Entraron en la casa mientras Cintia le relataba cómo había encontrado a Juan. El agente anotaba en una pequeña libreta todos los detalles hasta que se encontraron delante del primer cadáver.
—Muchas gracias, señorita, ahora regrese a su casa e intente tranquilizarse —dijo el agente con una agradable sonrisa, pero Cintia todavía no había terminado su historia; todavía había algo más.
—Espere agente, hay algo más: en el piso de arriba, justo en el dormitorio de matrimonio, se encuentra la señora de la casa, también muerta…
El agente abrió de par en par los ojos en señal de sorpresa y entonces preguntó:
—Pero, señorita, ¿por qué no nos lo ha dicho cuando nos ha llamado?
—Agente, verá, cuando colgué el teléfono fue cuando la vi, debajo de la cama, mirándome fijamente…

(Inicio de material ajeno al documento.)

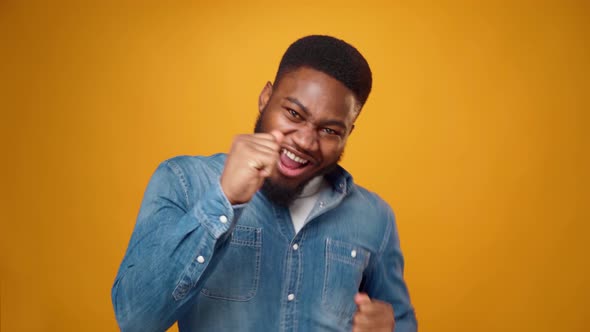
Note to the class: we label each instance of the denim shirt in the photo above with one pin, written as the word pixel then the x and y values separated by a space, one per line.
pixel 196 259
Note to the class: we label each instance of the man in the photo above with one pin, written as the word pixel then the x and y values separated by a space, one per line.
pixel 275 235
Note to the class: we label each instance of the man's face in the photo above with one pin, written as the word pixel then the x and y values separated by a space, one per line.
pixel 316 114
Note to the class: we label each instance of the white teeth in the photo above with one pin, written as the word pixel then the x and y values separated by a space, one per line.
pixel 293 157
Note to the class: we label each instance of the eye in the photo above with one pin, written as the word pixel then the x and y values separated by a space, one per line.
pixel 293 114
pixel 330 131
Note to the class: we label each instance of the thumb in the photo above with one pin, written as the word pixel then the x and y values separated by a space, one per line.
pixel 361 299
pixel 277 135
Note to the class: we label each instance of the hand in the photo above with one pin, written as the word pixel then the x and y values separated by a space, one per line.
pixel 372 315
pixel 252 158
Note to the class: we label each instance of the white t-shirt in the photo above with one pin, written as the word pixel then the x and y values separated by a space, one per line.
pixel 302 206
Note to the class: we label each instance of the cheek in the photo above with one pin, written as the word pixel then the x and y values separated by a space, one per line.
pixel 332 152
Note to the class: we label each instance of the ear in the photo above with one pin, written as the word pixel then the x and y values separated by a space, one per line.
pixel 264 96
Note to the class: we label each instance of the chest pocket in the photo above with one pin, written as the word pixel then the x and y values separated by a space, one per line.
pixel 236 275
pixel 345 263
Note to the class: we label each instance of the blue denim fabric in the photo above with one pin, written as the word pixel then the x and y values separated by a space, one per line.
pixel 211 266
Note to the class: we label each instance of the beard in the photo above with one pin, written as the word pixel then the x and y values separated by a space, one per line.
pixel 281 194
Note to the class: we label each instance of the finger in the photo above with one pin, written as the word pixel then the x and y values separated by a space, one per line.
pixel 278 136
pixel 266 140
pixel 362 300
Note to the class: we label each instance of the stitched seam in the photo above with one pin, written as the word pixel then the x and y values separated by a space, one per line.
pixel 182 179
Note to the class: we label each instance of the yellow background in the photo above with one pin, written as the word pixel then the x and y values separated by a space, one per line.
pixel 475 133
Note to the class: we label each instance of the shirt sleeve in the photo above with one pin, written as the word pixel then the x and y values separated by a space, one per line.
pixel 174 243
pixel 386 281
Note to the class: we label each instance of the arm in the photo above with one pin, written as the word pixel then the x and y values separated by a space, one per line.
pixel 173 245
pixel 385 280
pixel 179 238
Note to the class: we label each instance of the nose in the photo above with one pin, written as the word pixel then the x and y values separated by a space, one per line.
pixel 306 138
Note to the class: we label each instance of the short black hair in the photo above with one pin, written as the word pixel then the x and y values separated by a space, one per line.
pixel 331 56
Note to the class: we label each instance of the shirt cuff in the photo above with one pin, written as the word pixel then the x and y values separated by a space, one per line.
pixel 215 212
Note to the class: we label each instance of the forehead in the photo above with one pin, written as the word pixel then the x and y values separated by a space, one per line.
pixel 317 91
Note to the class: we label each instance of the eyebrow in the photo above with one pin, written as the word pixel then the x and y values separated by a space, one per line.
pixel 323 123
pixel 295 101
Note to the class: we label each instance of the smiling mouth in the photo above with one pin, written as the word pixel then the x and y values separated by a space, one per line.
pixel 291 165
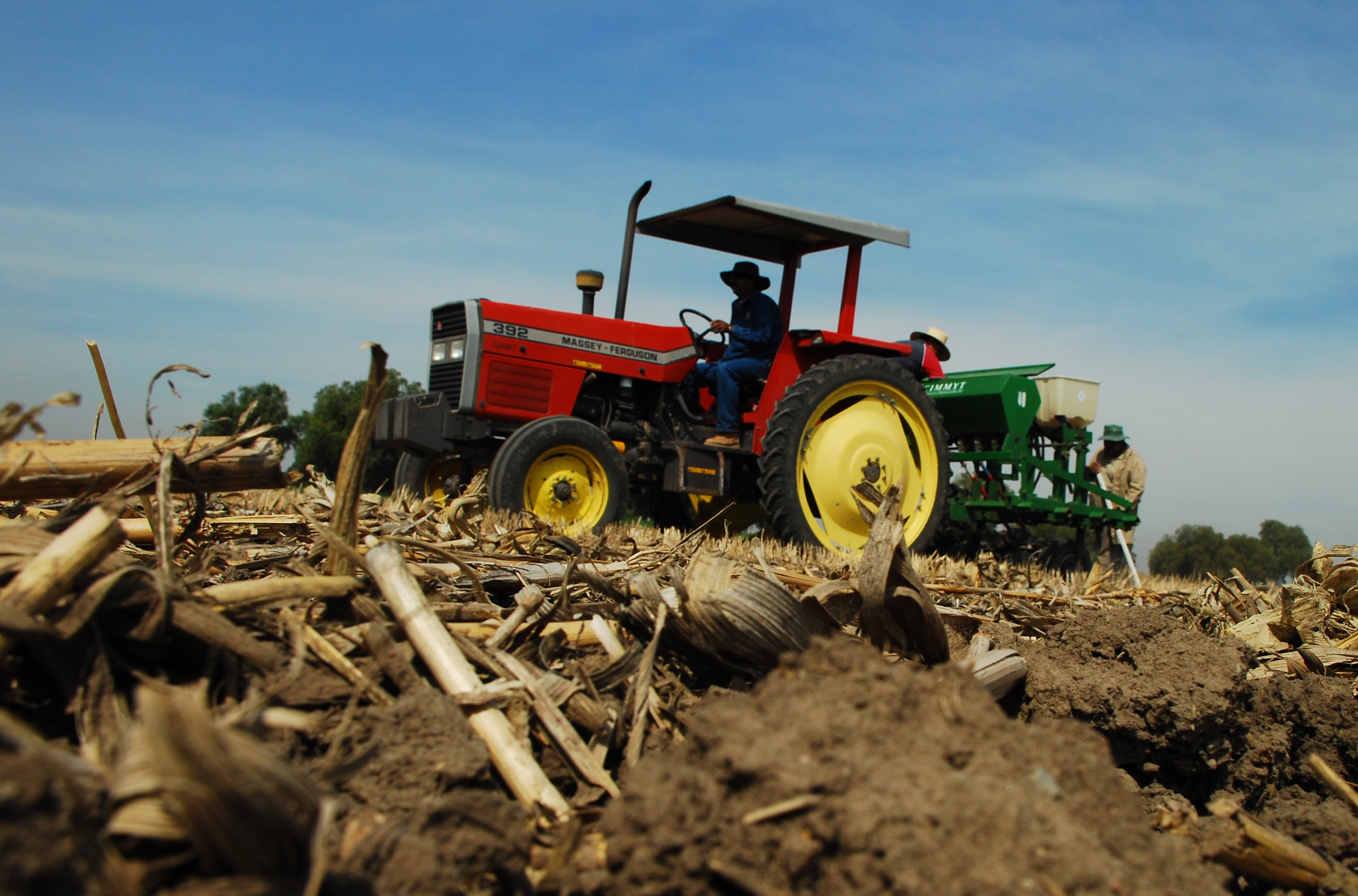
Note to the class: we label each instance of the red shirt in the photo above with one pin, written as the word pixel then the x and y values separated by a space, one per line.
pixel 932 368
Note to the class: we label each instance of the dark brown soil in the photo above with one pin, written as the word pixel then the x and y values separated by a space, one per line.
pixel 1182 719
pixel 925 787
pixel 424 815
pixel 1167 698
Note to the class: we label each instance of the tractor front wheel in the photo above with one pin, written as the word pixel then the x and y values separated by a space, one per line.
pixel 564 470
pixel 438 479
pixel 848 421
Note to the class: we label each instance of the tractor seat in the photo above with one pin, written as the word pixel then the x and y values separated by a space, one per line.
pixel 750 394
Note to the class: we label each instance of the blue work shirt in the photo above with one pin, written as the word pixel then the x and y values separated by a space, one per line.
pixel 755 329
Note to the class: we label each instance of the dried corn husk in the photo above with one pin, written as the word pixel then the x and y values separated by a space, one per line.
pixel 182 776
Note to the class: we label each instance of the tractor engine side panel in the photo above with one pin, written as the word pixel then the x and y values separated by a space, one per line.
pixel 587 344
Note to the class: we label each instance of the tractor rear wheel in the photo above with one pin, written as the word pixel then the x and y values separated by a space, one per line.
pixel 429 477
pixel 847 421
pixel 564 470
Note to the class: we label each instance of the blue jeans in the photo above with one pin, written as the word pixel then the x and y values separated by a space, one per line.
pixel 724 379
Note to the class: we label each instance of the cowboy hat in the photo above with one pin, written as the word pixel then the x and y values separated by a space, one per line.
pixel 937 339
pixel 745 269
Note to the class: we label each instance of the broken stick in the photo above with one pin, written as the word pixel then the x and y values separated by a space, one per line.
pixel 435 645
pixel 53 572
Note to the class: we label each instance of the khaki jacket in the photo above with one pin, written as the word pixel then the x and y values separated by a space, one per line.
pixel 1126 477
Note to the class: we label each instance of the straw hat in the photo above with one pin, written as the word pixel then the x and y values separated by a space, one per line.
pixel 937 339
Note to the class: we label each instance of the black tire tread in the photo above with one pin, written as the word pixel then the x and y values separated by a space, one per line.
pixel 781 443
pixel 530 440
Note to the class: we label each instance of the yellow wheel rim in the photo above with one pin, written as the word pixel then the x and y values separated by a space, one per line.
pixel 866 432
pixel 438 474
pixel 567 487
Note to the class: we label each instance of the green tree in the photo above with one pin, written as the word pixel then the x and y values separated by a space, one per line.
pixel 1193 550
pixel 1289 546
pixel 324 429
pixel 223 417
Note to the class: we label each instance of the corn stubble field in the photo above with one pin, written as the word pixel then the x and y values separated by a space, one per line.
pixel 313 690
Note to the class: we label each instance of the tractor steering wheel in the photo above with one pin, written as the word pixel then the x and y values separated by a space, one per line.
pixel 699 344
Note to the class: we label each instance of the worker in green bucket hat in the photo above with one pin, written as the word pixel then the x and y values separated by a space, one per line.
pixel 1125 473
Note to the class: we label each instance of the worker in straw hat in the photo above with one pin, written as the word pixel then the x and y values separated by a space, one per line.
pixel 1125 473
pixel 755 332
pixel 928 348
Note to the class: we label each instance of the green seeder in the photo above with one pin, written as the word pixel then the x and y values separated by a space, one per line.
pixel 1023 443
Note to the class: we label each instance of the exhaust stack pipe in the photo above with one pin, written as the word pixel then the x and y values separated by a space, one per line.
pixel 626 249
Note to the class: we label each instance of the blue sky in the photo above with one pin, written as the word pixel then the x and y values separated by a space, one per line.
pixel 1160 197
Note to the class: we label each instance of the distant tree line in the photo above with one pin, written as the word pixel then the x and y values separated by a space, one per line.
pixel 1193 550
pixel 317 436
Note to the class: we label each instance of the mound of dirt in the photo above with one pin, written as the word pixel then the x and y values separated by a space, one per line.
pixel 1181 719
pixel 915 782
pixel 1168 700
pixel 424 815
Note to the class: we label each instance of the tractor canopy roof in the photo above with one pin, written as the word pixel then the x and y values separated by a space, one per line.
pixel 768 231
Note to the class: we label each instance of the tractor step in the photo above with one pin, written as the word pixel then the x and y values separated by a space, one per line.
pixel 694 436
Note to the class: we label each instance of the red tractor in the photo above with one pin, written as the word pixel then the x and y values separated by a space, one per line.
pixel 576 414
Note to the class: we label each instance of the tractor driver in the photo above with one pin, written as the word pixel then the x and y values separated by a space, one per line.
pixel 755 332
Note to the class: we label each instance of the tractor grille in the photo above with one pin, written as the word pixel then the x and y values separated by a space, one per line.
pixel 447 379
pixel 519 386
pixel 446 322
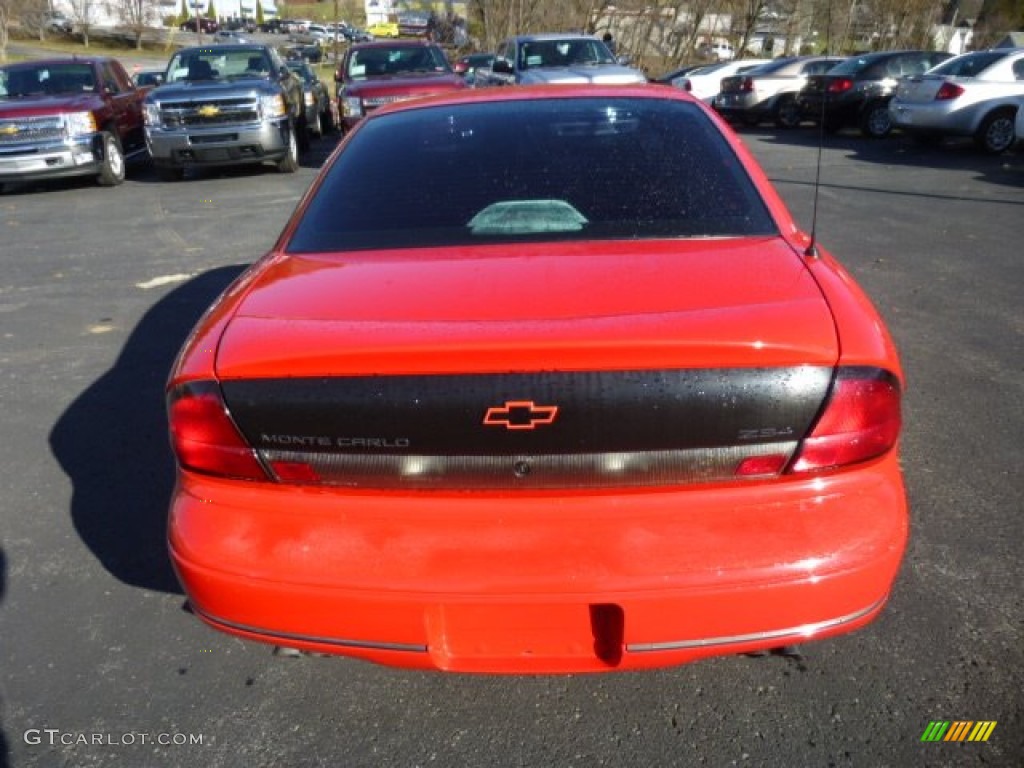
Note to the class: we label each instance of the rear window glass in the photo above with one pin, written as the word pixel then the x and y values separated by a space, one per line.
pixel 968 66
pixel 546 169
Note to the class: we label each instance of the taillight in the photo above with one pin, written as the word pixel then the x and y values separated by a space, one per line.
pixel 861 420
pixel 204 437
pixel 840 85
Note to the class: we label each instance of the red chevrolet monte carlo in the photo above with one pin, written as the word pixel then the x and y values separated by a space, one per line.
pixel 539 380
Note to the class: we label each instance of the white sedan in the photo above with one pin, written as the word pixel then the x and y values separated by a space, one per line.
pixel 707 82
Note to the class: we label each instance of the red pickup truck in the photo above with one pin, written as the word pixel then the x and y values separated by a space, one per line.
pixel 69 117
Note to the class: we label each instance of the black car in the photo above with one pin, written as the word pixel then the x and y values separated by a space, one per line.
pixel 769 91
pixel 858 90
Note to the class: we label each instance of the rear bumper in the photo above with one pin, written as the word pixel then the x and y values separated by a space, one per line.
pixel 542 583
pixel 228 144
pixel 80 158
pixel 937 118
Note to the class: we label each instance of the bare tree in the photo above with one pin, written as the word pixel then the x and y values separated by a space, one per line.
pixel 83 13
pixel 137 15
pixel 745 14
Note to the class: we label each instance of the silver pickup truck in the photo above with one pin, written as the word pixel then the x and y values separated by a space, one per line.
pixel 225 104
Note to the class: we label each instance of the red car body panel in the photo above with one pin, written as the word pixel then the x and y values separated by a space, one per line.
pixel 593 306
pixel 572 580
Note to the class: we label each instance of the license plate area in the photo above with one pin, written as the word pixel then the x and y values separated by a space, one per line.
pixel 465 636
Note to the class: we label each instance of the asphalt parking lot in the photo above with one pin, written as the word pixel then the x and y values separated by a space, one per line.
pixel 102 665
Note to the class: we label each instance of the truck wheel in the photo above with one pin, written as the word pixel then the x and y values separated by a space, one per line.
pixel 995 134
pixel 290 163
pixel 112 172
pixel 786 113
pixel 875 120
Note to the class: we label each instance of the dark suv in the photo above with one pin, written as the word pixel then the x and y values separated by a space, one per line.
pixel 858 90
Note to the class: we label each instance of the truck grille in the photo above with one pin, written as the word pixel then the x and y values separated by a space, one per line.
pixel 20 130
pixel 209 113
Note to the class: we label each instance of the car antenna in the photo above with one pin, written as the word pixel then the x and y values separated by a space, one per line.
pixel 811 251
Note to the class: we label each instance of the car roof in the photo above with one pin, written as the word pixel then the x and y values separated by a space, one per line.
pixel 535 92
pixel 553 36
pixel 400 43
pixel 225 46
pixel 35 62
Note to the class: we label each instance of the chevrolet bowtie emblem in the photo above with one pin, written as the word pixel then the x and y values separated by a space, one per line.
pixel 520 415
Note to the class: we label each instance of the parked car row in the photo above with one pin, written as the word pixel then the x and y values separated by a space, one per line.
pixel 97 119
pixel 213 105
pixel 926 94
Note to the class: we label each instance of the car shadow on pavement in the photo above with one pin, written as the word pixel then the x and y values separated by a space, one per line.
pixel 114 445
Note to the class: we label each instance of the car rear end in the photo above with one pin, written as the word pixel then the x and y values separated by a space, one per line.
pixel 569 454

—Está bien —la cortó de inmediato el agente al comprender la situación por la que estaba pasando—, voy a realizar unas llamadas para que vengan inmediatamente los médicos forenses y demás. Ahora sí, por favor, váyase a casa y ya nos pondremos en contacto con usted para que pueda darnos más detalles e información, ¿de acuerdo?
Capítulo 2
EMPIEZA EL JUEGO
Esa mesa era digna de un buen rey; todo se encontraba perfectamente colocado, no faltaba ni el más mínimo detalle: una relajada y armoniosa decoración con bonitas velas perfumadas color rosa púrpura, unas servilletas de papel, pero, eso sí, con muy buen estilo; platos suculentos preparados para el aperitivo y una botella del mejor vino tinto de la zona con el que Juanra intentaría animar a Cintia. Eran las nueve y media de la noche de ese mismo día en el que ella había encontrado los cadáveres de sus vecinos. Como era de esperar, no se encontraba con ánimos ni ganas de pasar una bonita o lo que podría ser una encantadora noche medio romántica acompañada de su gran amigo. Pensó seriamente en llamarlo para anular la cita, pues en su cabeza solo lograba visualizar imágenes de cuerpos sin vida, pero una vocecilla dentro de su ser parecía gritarle que cenara con él; aparentemente, no le parecía buena idea pasar esa noche sola justo al lado de donde se habían cometido un par de crímenes. Por otro lado, Juanra, se encontraba entusiasmado con su cita con Cintia: llevaba tanto tiempo amándola en silencio que esa noche podía ser por fin la que tantas veces había soñado declarándose a ella y probando sus labios.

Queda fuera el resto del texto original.